整间房间唯一的装饰品,是挂在对面白墙上的一副水墨写意画。画面上寥寥几笔,画出淡淡杨柳,弦月弯弯,一泓春水,五座凉亭。
“这里便是我的卧室。叶少,穆少,请坐,喝茶。是不是觉得有些简陋?”松原君笑了笑,递来两个蒲团坐垫,示意叶拂衣两人坐下。
没有藤野一郎与藤野次郎两兄弟在,他也不再称呼两人为叶桑,穆桑,而是换成了华胥国内的称呼。
叶拂衣目光在房间中的简洁的陈设上轻轻扫过,这位明明身为华胥国中最为绝顶的古武高手之一的老人,在扶桑的日子居然过得如此寂寞凄清。

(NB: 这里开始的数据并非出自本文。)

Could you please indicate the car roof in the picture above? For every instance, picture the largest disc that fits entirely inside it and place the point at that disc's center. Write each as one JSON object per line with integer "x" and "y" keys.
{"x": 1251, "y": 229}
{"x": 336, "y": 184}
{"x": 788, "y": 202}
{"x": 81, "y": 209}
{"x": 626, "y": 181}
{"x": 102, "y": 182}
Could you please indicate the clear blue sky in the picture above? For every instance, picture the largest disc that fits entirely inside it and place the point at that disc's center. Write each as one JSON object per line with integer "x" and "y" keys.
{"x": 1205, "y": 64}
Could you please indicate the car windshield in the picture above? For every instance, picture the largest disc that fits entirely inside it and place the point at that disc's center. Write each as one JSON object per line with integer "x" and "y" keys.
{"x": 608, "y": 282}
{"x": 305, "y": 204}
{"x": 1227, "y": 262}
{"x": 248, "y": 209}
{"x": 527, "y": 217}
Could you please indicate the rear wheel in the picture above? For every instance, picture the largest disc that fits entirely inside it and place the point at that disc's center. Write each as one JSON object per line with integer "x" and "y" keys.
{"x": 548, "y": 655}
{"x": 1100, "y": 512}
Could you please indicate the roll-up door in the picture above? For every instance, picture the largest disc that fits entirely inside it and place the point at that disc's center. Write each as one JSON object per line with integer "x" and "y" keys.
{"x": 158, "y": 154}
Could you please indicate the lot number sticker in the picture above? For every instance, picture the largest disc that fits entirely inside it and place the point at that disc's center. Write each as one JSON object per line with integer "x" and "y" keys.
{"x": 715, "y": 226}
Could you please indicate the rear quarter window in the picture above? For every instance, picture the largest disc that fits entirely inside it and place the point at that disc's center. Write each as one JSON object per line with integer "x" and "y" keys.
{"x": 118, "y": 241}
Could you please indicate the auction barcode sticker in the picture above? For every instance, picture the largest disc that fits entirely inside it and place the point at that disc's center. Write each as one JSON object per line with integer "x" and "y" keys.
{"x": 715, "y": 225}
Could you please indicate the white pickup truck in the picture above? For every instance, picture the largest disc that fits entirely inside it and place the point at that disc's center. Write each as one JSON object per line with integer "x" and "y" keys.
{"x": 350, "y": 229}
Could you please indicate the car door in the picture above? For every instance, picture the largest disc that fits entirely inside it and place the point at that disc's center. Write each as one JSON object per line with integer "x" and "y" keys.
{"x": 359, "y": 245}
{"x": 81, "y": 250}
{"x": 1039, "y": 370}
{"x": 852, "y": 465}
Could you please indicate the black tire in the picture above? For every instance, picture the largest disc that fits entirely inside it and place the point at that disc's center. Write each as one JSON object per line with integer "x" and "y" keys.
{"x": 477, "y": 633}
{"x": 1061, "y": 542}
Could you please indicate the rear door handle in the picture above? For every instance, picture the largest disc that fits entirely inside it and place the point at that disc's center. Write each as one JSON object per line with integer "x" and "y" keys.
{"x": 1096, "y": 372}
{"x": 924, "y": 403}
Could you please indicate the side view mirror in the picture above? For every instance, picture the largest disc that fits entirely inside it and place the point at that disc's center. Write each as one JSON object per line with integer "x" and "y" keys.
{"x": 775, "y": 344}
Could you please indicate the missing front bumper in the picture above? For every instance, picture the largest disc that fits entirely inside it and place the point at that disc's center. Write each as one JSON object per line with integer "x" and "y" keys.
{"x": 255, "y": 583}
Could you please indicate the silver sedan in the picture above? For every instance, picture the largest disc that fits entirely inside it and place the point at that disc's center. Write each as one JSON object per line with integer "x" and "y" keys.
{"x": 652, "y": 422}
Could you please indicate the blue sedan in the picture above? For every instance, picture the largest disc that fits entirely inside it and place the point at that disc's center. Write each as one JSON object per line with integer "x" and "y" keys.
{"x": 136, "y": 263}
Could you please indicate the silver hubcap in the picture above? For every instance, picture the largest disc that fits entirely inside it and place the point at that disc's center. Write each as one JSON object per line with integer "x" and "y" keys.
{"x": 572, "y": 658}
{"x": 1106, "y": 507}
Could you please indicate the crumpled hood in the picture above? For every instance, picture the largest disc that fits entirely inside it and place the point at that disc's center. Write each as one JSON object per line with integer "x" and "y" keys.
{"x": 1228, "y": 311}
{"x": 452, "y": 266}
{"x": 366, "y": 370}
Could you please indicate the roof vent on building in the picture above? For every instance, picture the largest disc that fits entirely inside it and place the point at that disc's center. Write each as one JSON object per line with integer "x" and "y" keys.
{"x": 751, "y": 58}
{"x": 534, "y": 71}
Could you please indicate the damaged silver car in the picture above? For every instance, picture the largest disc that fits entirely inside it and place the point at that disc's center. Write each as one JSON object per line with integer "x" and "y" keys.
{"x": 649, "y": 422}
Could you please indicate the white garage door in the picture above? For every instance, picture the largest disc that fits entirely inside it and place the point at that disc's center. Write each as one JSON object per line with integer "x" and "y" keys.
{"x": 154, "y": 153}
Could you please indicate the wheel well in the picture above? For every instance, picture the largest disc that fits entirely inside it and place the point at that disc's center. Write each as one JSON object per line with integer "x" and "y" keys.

“我离开华胥已经四十三年,早已经适应了在扶桑的生活。甚至连我曾经最爱的国酒茅台,也都已经戒了…”松原君点火扇风煮茶,对两人微微一笑,苍老面容上的笑意带着些许愁思。
毕竟去国离乡,千里之遥,要说完全不挂念华胥本土,又怎么可能?
“国酒茅台?松原君是阳贵人士?那里好山好水,的确是个适合居住的好地方。”穆韵鸿轻声道。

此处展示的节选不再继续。